絶食&玄米食

【お坊様のレストラン】

 先日、ブログに書いた小栗左多里(さおり)さん「精神道入門」(幻冬社)に断食の話が出てくるが、最近は美容や健康のためのデトックス(毒出し)として断食する人が多いそうである。

 私は1週間のうち一日だけ絶食することを6年ほど続けていた時期がある。
現在は一ケ月に2、3回ほど一日の絶食をする。絶食といっても水分は取るので決して大変なことはない。緑茶、ショウガと蜂蜜を入れた紅茶、果汁100%の果物ジュースなどを飲んで過ごす。

 絶食を始めた頃は食事を食べられないというのが非常に大きなストレスになった。
糖分を若干含んだ飲み物を飲むと気分は落ち着くし、何回か続ければ、絶食することは平気になる。


 絶食中の身体の反応は個人差があるが、私は体臭がきつくなったり、軽い頭痛がしたりする。
川の水量が減って、普段は川底にこびりついている汚れが浮き上がり、川の水が元通りになったときに、汚れが流される…そんな感じである。

 絶食後にドカッと悪いものが出るイメージがあるが、最初の1年くらいは、絶食をしていない日でも身体からどんどん老廃物が出ている感じが続いた。多分、身体の排泄力のようなものが高まったのだと思う。

 食事を減らしたり、食事を一時的に絶つというのは、身体に良い刺激を与えるし、健康にも美容にも良いと思う。但し、絶食をすると魔法のような特別な力を得られるとか、それだけで難病が治るといったことは求めないほうがいいと思う。

 食事を減らすことで自分達が普段、不必要に食べ過ぎていることに反省できたり、毎日、食事ができることへの感謝を感じられれば素晴らしいと思う。

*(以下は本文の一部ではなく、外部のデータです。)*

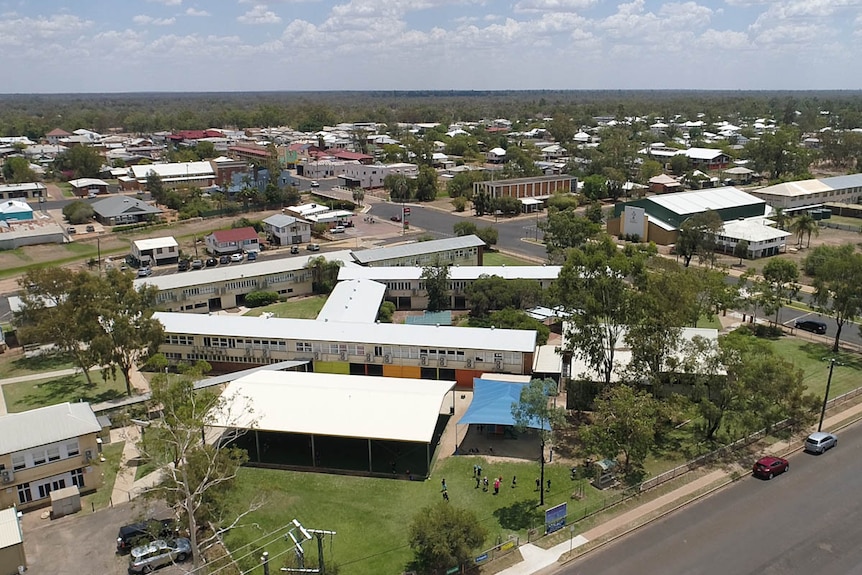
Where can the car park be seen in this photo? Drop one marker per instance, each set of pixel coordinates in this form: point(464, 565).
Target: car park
point(158, 553)
point(135, 534)
point(811, 325)
point(769, 467)
point(820, 441)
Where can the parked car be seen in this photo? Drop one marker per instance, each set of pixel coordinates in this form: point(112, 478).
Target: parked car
point(160, 552)
point(769, 467)
point(811, 325)
point(820, 441)
point(136, 534)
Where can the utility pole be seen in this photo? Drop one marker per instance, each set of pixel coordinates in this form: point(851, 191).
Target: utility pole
point(826, 395)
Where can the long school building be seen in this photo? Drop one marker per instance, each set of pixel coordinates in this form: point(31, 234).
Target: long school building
point(381, 349)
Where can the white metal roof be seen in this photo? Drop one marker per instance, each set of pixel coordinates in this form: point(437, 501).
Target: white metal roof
point(701, 200)
point(417, 248)
point(155, 243)
point(379, 333)
point(353, 301)
point(234, 272)
point(19, 431)
point(752, 230)
point(10, 528)
point(338, 405)
point(456, 273)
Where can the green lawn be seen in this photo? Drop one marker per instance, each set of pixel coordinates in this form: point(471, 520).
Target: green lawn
point(371, 516)
point(812, 359)
point(11, 366)
point(298, 308)
point(32, 394)
point(113, 454)
point(498, 259)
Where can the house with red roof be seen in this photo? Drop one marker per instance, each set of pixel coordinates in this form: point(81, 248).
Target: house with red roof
point(233, 241)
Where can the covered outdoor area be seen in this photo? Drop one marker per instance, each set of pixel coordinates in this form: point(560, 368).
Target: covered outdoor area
point(488, 427)
point(378, 426)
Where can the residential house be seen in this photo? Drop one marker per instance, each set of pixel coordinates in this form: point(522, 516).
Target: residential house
point(118, 210)
point(233, 241)
point(45, 449)
point(283, 230)
point(156, 251)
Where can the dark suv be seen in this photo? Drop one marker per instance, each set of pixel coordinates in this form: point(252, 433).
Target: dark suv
point(812, 326)
point(144, 532)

 私達よりひとつ上の世代の多くは食事が食べられないという経験を共有している。
 この経験はとても尊いと思う。
 感謝しないといけないというのは、仏教をはじめ道徳や倫理では常に説かれるが、
多分、根本にあるのは食事が食べられることへの感謝であり、天地(あめつち)の恵みとしての食物に対する感謝だと思う。

 近年、食の安全性が問題になっている。安全な食物を手に入れるためには膨大なコストや手間がかかる。
 食べる量を減らすこと、食べる量を必要最小限にするというのは食事の安全性を考えるためにもっと議論されてもいいように思う。
 単純計算では一週間に一日絶食すると、食事の総量の約14%を減らすことになる。
 つまりそれだけ身体に有害なものを摂取するというリスクを減らせるということを意味している。
 また食事を減らすことで、身体の排泄力が高まり、すでに取り込んだ有害な物質や、蓄積された老廃物を身体の外に出せるようになることも期待できる。




 私は一時期、玄米食にしていたこともある。
 現在は同居している両親が白米でないと食べないので断念しているが、本当は白米だけでなく、玄米や雑穀の入っているご飯を食べたい。

 玄米は白米に比べて、栄養価が高いので、少量で不思議なほど満腹感がある。
 本山に居たころは、菜食だったが、主食は白米と麦が1対1のご飯である。刑務所でも麦3割くらいだと同期の誰かが言っていたが(笑)麦ご飯はお腹にもたれないので特に夕食に良いと思う。

 本山で使っていた麦は「ビタライス」という商品名だったが、ビタミンB群が補強されていた。実は菜食にすると、ビタミンB群が不足する傾向にあるので、理にかなっていたと思う。

 玄米食を中心とした様々な食事法がある。
 玄米は確かに優れた食品だがそれ以上でもそれ以下でもない。
 玄米食をまるで宗教のように勧めている指導者も居て、ちょっと疑問である。

 もうひとつ大事なことは玄米には多様な栄養素が含まれているが、現代人の身体は消化吸収の能力が衰退していて、玄米の栄養を生かしきれないのではないかと私は思っている。

 また、病気治療の方法として玄米食にする場合、病気で消化吸収の能力が弱っている身体に消化吸収が容易でない玄米を摂ることは危険な場合があるとすら思っている。
 在る有名な国民的歌手が晩年、玄米食を信じて実行し続けたまま亡くなったが、その方とっては玄米食はかならずしも向いていなかったのではと今でも思っている。




 絶食も玄米食も良いことだと思うが、それ以上でもそれ以下でもない。
 時には自分の食事をいろんな観点から見直すことも必要であるというのが私の結論である。


   【大切な注意】
 絶食は興味本位で行われることはオススメしません。もっとも私が絶食を始めたのはやはり興味本位でしたが(笑)もし絶食などを行われる場合は御自分の責任においてなさって下さい。
 空腹時は身体が敏感になっているため、濃いお茶や紅茶のカフェインなどで気分が悪くなることもあります。また絶食後に刺激物をとったり、大食したりすることは却って身体に有害です。